Cruzada de orações pela Igreja no próximo Sinodo
7 min — há 8 anos — Atualizado em: 5/1/2017, 9:25:50 PM
Com o título em epígrafe, a BBC de Londres veiculou um documentário em 28/11/2009, dirigido pelo filósofo inglês, Roger Scruton, no qual demonstrou que a partir do início do século XX a humanidade vem perdendo o senso ético e estético da Beleza e passou a prestar um culto à feiura e a consequência disso é um deserto espiritual. Segundo o professor, “nosso mundo virou as costas para a beleza”, de modo que nos encontramos “rodeados de feiura e demência”.

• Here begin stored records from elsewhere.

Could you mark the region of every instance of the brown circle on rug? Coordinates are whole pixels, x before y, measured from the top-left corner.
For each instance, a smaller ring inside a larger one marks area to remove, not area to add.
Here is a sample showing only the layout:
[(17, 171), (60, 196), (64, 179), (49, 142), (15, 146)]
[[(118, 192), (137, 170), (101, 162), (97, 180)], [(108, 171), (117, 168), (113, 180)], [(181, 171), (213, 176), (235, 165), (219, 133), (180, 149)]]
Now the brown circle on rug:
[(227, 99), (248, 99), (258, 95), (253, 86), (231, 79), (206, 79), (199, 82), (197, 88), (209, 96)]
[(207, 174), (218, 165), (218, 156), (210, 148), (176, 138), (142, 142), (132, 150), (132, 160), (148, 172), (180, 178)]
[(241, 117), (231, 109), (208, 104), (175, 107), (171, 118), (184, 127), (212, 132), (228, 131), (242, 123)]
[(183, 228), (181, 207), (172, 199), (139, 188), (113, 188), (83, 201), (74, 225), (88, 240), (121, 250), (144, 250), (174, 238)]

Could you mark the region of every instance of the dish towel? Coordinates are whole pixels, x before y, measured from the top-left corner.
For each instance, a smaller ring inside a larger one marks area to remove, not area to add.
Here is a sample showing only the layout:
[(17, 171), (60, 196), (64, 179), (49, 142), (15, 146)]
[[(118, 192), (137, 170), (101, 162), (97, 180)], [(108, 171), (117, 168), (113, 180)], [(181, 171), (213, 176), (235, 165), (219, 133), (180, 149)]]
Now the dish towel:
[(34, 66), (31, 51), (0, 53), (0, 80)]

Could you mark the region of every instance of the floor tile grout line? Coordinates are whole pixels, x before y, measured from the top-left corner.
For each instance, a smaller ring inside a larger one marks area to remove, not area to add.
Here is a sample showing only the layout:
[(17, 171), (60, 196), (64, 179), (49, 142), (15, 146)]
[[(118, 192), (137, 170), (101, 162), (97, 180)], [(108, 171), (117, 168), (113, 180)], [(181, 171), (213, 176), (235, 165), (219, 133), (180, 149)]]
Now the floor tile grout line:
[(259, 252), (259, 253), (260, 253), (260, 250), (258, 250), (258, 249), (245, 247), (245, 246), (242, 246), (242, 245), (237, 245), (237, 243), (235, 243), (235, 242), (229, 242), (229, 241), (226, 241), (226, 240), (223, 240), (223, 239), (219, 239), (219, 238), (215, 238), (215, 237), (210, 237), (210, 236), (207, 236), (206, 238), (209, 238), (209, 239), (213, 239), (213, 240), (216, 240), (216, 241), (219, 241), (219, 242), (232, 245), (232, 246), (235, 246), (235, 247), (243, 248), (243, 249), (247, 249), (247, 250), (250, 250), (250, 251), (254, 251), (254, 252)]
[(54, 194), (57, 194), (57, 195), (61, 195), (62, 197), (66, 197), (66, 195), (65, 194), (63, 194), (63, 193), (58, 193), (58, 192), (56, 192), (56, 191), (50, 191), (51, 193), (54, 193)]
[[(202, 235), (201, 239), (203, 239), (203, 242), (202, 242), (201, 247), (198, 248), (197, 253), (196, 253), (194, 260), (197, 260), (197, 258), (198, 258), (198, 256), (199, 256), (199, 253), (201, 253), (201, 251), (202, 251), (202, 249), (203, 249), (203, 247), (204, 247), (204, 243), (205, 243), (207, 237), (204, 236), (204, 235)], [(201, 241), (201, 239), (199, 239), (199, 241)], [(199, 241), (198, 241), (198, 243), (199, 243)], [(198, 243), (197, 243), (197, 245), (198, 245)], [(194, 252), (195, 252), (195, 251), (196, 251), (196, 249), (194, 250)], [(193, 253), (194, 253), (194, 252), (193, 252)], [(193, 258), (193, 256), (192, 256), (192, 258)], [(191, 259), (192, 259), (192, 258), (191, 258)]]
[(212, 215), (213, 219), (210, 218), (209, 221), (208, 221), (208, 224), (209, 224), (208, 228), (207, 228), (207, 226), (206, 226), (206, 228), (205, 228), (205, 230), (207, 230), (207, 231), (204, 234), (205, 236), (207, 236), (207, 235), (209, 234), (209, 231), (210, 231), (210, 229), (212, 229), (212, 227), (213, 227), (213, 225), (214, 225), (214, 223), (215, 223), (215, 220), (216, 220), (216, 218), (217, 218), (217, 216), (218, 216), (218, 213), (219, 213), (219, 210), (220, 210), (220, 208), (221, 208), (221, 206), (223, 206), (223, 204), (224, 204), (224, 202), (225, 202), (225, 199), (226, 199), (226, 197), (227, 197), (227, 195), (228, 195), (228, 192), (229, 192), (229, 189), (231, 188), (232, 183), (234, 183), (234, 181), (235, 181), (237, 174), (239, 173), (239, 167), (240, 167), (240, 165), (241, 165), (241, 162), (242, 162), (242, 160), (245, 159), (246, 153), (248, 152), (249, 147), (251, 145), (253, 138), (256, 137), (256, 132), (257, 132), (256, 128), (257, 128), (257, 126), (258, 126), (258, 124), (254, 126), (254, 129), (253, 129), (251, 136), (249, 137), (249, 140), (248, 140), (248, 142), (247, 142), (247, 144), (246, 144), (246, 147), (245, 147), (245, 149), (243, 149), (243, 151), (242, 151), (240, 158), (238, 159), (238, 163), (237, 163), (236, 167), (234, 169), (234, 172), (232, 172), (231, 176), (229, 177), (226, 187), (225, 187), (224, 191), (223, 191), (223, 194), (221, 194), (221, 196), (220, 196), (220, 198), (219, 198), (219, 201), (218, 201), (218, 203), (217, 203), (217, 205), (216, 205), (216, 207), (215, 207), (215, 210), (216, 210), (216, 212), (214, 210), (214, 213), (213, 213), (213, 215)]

Scruton inicia o seu documentário com um pequeno histórico e descreve as consequências da decadência da arte em nossos dias:
“Em qualquer época entre 1750 e 1930, se você pedisse às pessoas cultas para descrever o objetivo da poesia, da arte ou da música, elas teriam respondido: a Beleza. E se você perguntasse pela razão disso, você aprenderia que a Beleza é um valor, tão importante quanto a Verdade e o Bem.
“Depois, no século XX, a beleza deixou de ser importante. A arte, cada vez mais, concentrou-se em perturbar e em quebrar tabus morais. Não era a beleza, mas a originalidade, conseguida por qualquer meio e a qualquer custo moral, que ganhava os prêmios.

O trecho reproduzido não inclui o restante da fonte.